Mythmakers
You see the whole system. You architect, optimize, and engineer.
Who You Are
You don’t just write books—you design reader experiences. You think in systems: story architecture, market positioning, series strategy, production pipelines. You see patterns other authors miss, and you build frameworks around them.
Your stories carry layers of meaning and structural sophistication. Your world-building runs deep. Your outlines are architecture documents, not summaries. When you’re in flow, your strategic brain and creative brain work together to produce something genuinely brilliant.
Your Superpower
You see how all the pieces connect. Story structure, market position, branding, production rhythm—while other authors see tasks, you see architecture. That’s rare and it’s powerful.
Your Trap
Your analytical mind is also your most sophisticated procrastination tool. You can spend weeks optimizing a launch strategy and genuinely feel productive—even though no words hit the page. Perfection becomes procrastination in a tuxedo. The patterns you see are sometimes ahead of their time, which is a gift that can feel like isolation.
The Shift
A slightly imperfect system repeated 100 times beats a brilliant one used once. At some point, you have to leave the lab. Launch the imperfect thing. Then make it brilliant with real data.
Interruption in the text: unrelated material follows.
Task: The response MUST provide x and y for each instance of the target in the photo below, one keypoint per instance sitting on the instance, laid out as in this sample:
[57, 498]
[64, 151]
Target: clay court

Free Tool: The Mythmaker Pre-Draft Checklist
Use this before every book to prevent the optimization spiral from swallowing your draft:
☐ I can state this book’s premise in one sentence
☐ My structural spine has major markers: inciting incident, midpoint, dark night, climax
☐ Each chapter has a one-sentence purpose (not a paragraph—one sentence)
☐ I’ve set a draft start date and it’s on the calendar
☐ I’ve set a target launch date (even a rough one)
☐ I have NOT revised the outline more than twice
☐ My world-building foundation is done enough to start (not done perfectly—done enough)
☐ I’ve told one person my draft start date so there’s accountability
If you can check all 8 boxes, start drafting. If you can’t check #6, that’s your signal—you’re optimizing, not preparing. Start anyway.